5.2. Changing Trend of SSS from 2003 to 2020

The Sen + MK trend test is used to evaluate the significance of the interannual change of SSS in March and August from 2003 to 2020. The SSS change area is calculated according to the different degrees of confidence, as shown in Table 5.

The change rate of SSS calculated pixel by pixel in March and August from 2003 to 2020 is shown in Figure 12. Generally, the study area shows a slight SSS decrease in both March and August, exhibiting an overall downward trend of SSS in recent years. More than 70% of the sea area shows a decreasing trend in SSS in both August and March. The sea area with decreasing SSS in the flood season is larger than that in the dry season. The sea area with a significant and slight decrease in SSS is mainly distributed in the outer parts of the Changjiang Estuary. The area with elevated SSS is located at the plume front of CDW and the activity area of TWC, which intrudes along the submarine valley along the Zhejiang coast. The deceasing trend of SSS in the front plume of CDW may indicate the strength of CDW, particularly in flood season.

On the contrary, the sea area with a slight increase in SSS in both August and March is mainly located in the coastal waters. Particularly, in March, a large area in the northwest of the study area shows slightly increased SSS, in addition, sea areas with significant SSS increases are mainly distributed along the coast of the south of Hangzhou Bay. Whereas, in August, slightly increased SSS occurred near Jeju Island and a very small patch of sea area with significantly elevated SSS was observed in the Changjiang Estuary.

6. Conclusions

This paper takes the Changjiang Estuary and the adjoining sea area (the geographical location between 120°~130°E and 26°~36°N) as the research area. With SMAP\SSS L3 monthly product and MODIS\SST and MODIS\Rrs L3 monthly product as inputs, respective SSS inversion models of the flood season and the dry season are constructed by machine learning methods for the sea area with salinity >30 psu. An empirical method is constructed for the near-shore sea water with a salinity <30 psu without seasonal discrimination, to compensate the low accuracy of the machine learning inversion model in near-shore sea waters with low salinity. With the application of the combined SSS inversion models, SSS in this study area from 2003 to 2020 was performed to observe the change in expansion area and pattern of CDW in the continental shelf of ECS.

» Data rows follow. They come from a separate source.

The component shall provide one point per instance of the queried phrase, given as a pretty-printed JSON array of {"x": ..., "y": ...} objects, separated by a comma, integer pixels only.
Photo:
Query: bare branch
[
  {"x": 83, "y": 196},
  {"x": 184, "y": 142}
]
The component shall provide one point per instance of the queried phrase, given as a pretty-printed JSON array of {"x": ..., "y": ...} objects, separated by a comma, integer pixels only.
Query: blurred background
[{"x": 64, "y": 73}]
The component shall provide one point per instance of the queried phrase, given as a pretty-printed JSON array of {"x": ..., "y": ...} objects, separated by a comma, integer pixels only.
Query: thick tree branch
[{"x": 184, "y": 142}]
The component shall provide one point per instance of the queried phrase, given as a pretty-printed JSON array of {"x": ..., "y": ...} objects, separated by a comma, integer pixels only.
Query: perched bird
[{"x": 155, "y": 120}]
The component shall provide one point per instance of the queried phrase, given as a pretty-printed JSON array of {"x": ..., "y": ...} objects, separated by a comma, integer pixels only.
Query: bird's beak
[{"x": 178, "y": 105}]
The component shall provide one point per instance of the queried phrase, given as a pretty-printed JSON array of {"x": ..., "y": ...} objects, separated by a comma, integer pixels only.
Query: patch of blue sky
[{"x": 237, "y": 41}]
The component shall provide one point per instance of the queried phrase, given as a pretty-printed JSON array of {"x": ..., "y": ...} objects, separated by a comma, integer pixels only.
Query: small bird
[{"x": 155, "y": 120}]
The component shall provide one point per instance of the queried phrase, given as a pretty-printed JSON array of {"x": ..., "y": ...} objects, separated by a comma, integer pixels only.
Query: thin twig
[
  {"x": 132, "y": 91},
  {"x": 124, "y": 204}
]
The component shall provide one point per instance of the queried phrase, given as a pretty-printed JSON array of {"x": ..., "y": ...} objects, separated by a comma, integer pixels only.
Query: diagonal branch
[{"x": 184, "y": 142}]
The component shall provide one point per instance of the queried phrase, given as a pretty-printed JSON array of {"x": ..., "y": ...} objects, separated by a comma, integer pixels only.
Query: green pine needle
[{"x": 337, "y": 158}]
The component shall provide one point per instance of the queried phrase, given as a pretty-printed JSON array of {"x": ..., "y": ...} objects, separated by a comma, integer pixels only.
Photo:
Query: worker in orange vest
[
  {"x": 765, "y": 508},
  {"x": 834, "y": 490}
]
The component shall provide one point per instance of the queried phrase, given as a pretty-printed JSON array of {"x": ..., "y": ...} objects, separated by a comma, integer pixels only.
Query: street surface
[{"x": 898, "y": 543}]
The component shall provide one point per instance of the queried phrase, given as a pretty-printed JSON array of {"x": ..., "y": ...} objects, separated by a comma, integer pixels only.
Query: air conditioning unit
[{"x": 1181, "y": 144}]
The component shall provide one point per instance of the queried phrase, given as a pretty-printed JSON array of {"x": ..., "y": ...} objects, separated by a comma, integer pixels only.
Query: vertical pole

The paper reaches the following conclusions:

The combined inversion model achieved acceptable accuracy, particularly for the near shore sea water, SSS inversion accuracy is significantly improved through the combination with empirical model. In sea areas with a salinity between 30–34 psu, where SSS is obtained with machine learning models, the MAE in the flood season is 0.503 psu, the MAE in the dry season is 0.263 psu. In addition, the experimental verification accuracy of the offshore empirical statistical model is R² = 0.8425, RMSE = 1.29 psu. Moreover, the correlation coefficient between the inversion SSS with Copernicus reanalysis SSS reaches 0.764, and the average deviation is −0.86 psu. It is indicated that the accuracy of the constructed combined model in this study satisfies the requirements of large scale dynamic observations. This new model provides a new scheme to obtain acceptable accuracy and enhanced spatial resolution for salinity observation for marginal seas, where the salinity varies widely, and the high turbidity has always been a great challenge for observation from space.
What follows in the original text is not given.